XML 11 R10.htm IDEA: XBRL DOCUMENT v2.4.0.8
RELATED PARTY TRANSACTIONS
6 Months Ended
Jun. 30, 2013
RELATED PARTY TRANSACTIONS [Abstract]  
RELATED PARTY TRANSACTIONS
3. RELATED PARTY TRANSACTIONS
 
Scandic American Shipping Ltd.:
 
In June 2004, the Company entered into a Management Agreement with Scandic American Shipping Ltd. ("Scandic" or the "Manager"). The Manager has been, from its inception and up to January 10, 2013, owned by a company controlled by the Chairman and Chief Executive Officer of the Company, Mr. Herbjørn Hansson and his family. In order to align the Manager's interests with those of the Company, the Company pursuant to the Management Agreement issued to the Manager restricted common shares equal to 2% of the Company's outstanding common shares, through January 1, 2013. The arrangement ended when the Company acquired the Manager, as described below.
 
The Manager has the daily administrative, commercial and operational responsibility for the Company's vessels and is required to manage the Company's day-to-day business subject to the Company's objectives and policies as established by the Board of Directors.
 
On December 15, 2012, the Company entered into an agreement to acquire 100% of the shares of the Manager. The acquisition is described in note 10.
 
In February 2011, the Company adopted a new equity incentive plan which we refer to as the 2011 Equity Incentive Plan, pursuant to which a total of 400,000 restricted shares were reserved for issuance. All of 400,000 restricted shares were allocated among 23 persons employed in the management of the Company, including the Manager and the members of the Board. On January 10, 2013, the Board of Directors amended the vesting requirements for 174,000 shares allocated to the Manager lifting the vesting requirements by means of accelerated vesting. The modification to the vesting requirements resulted in $1.1 million being charged to General and Administrative expense during the first quarter of 2013.

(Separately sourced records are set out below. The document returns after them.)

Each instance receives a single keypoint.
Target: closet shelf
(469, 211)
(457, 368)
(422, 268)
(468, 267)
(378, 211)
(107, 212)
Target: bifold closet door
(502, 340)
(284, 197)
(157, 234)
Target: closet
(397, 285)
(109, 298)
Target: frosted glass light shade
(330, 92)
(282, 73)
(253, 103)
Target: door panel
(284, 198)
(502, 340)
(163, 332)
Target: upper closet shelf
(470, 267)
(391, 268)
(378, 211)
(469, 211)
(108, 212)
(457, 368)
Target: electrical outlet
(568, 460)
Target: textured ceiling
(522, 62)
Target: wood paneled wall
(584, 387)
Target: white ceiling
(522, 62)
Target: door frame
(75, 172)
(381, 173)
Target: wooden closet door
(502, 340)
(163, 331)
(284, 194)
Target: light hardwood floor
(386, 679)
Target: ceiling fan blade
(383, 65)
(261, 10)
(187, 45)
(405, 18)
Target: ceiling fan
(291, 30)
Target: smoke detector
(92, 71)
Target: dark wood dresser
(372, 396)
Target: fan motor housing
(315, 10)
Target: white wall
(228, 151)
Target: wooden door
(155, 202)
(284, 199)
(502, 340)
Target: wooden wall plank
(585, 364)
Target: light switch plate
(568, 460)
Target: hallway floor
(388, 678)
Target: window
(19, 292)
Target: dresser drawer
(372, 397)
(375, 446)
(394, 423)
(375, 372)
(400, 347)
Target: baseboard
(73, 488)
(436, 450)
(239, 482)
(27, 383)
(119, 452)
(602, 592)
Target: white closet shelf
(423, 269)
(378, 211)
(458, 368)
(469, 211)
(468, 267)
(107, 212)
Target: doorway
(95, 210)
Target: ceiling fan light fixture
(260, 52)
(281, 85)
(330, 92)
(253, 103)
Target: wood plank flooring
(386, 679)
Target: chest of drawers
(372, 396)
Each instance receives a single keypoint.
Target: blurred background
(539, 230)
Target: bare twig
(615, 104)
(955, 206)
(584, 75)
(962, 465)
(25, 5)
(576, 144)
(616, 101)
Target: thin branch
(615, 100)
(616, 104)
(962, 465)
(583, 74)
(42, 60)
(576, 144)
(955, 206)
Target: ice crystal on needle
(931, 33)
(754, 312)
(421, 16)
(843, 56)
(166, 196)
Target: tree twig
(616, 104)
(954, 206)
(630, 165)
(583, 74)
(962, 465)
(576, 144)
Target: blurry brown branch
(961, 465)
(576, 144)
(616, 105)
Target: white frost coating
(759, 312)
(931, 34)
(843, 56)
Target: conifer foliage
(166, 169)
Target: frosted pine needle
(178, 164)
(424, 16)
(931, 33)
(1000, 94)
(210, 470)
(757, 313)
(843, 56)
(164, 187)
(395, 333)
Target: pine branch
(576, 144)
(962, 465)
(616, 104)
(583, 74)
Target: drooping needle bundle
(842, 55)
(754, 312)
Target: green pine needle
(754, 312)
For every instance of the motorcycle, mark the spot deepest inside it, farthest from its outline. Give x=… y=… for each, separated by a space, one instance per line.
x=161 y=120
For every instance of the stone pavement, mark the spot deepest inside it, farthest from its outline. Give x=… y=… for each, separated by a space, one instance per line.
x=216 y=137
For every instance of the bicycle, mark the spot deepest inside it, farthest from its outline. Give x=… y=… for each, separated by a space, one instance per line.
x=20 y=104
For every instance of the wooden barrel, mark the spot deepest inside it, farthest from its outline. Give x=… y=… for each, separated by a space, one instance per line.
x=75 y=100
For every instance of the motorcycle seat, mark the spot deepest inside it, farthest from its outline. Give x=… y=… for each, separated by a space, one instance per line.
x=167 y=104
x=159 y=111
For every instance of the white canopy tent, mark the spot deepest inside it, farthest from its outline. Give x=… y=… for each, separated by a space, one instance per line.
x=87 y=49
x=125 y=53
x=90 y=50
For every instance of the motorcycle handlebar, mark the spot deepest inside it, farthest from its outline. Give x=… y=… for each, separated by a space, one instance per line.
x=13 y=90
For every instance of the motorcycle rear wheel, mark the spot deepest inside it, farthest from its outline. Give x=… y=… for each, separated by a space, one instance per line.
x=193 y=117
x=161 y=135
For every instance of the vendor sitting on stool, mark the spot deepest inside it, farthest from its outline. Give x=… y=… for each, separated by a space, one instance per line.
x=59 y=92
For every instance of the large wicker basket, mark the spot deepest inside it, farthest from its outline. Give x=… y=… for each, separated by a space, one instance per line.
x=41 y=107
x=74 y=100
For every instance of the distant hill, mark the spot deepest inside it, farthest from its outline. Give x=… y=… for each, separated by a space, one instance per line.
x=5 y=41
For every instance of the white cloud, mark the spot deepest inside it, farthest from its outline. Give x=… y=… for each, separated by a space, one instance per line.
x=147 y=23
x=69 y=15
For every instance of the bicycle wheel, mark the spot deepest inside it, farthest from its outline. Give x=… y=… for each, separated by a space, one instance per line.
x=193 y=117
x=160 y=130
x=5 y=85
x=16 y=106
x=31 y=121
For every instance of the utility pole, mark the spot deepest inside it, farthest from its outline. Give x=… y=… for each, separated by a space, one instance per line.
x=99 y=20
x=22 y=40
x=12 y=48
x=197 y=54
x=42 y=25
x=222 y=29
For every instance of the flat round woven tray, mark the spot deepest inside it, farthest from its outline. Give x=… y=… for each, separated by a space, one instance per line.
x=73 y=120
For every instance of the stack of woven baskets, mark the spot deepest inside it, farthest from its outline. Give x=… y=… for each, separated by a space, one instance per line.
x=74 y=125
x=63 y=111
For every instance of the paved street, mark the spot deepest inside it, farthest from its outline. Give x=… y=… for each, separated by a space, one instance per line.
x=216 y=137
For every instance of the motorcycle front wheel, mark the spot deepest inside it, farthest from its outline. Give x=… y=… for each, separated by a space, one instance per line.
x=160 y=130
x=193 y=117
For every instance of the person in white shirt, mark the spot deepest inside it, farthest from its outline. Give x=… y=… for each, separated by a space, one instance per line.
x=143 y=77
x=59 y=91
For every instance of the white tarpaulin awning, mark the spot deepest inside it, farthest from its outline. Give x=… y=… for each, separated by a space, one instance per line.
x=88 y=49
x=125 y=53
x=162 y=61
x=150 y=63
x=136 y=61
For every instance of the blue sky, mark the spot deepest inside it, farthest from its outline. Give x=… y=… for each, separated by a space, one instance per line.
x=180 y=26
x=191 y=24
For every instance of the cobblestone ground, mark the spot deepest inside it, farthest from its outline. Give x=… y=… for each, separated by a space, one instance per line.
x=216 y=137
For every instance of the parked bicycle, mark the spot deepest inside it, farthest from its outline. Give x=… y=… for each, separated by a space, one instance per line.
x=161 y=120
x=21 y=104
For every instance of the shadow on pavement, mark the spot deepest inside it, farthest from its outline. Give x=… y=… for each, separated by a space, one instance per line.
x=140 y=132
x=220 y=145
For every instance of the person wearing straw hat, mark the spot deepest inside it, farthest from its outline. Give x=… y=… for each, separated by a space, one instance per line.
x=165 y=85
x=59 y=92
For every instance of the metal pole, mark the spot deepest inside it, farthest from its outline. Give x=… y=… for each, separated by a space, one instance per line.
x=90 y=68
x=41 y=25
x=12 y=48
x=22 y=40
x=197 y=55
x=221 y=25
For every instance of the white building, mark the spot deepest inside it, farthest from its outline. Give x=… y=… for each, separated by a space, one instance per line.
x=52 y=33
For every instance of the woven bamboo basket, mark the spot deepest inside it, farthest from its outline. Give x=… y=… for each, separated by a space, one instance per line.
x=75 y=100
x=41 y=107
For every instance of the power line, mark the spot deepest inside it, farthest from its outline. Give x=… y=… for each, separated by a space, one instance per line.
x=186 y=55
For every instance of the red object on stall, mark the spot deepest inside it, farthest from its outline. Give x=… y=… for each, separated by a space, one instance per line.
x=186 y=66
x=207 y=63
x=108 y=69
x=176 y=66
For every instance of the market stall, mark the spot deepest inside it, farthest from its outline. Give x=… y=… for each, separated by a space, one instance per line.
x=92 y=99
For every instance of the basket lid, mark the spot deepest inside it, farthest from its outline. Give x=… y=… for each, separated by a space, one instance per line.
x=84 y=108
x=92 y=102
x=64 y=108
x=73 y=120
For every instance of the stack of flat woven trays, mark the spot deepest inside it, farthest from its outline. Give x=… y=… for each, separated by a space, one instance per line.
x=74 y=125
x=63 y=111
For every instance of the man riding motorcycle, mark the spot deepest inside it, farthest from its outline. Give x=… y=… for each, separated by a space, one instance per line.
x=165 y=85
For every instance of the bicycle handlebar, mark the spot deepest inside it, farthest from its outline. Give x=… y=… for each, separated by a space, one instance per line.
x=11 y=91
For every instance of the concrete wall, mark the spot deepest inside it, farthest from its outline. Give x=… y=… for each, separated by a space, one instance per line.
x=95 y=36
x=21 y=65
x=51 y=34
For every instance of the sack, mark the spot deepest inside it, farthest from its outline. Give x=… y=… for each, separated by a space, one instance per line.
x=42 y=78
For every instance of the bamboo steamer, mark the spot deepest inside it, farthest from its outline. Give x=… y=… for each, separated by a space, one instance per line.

As of June 30, 2013, a total number of 203,000 restricted common shares that are subject to vesting have been allocated among 17 persons employed in the management of the Company, by the Manager and the members of the Board of Directors. The holders of the restricted shares are entitled to voting rights as well as to receive dividends paid during the vesting period.
 
Board Member and Employees:
 
Mr. Jan Erik Langangen, Board Member and an employee of the Company, is a partner of Langangen & Helset Advokatfirma AS, a firm which provides legal services to the Company. The Company recognized $22,096 and $49,862 in costs for the six months ended June 30, 2013, and the six months ended June 30, 2012, respectively, for the services provided by Langangen & Helset Advokatfirma AS. These costs are included in "General and Administrative Expenses" in the statement of operations. There were no related amounts included within "Accounts Payable" at June 30, 2013 and at December 31, 2012.
 
Mr. Rolf Amundsen, former Investor Relations Manager, is a partner of Amundsen & Partners AS, a firm which provides consultancy services to the Company. The Company recognized $23,948 and $38,867 in costs for the six months ended June 30, 2013 and the six months ended June 30, 2012 respectively, for the services provided by Amundsen & Partners AS. These costs are included in "General and Administrative Expenses" within the statement of operations. There were no related amounts included within "Accounts Payable" at June 30, 2013 and at December 31, 2012.
 
Orion Tankers Ltd
 
Orion was established as a pool manager equally owned by the Company and Frontline Ltd("Frontline"). In September 2012, it was agreed that Frontline would withdraw its nine Suezmax tankers from the pool during the fourth quarter of 2012. The withdrawal of these vessels was completed effective November 5, 2012. Effective January 2, 2013 the Company acquired Frontline's shares in Orion at their nominal book value as of December 31, 2012, after which Orion Tankers Ltd. became a wholly-owned subsidiary of the Company.
 
As of December 31, 2012, "Related party receivable" amounted to $37.0 million. The "Related party receivable" amount represented the outstanding working capital from the Orion pool. The working capital represented the value of bunkers on board the Company's vessels on delivery to the cooperative arrangements, including payment of initial funding of $0.2 million per vessel. For the six months ended June 30, 2013, these figures are presented on gross basis.
 
As of December 31, 2012, "Accounts Receivable, net related party" amounted to $12.9 million. The "Accounts Receivable, net related party" amount represented the outstanding voyage revenue from Orion pool.

As of June 30, 2013, Orion Tankers Ltd is a subsidiary and all intercompany balances and transactions have been eliminated in the consolidated financial statements.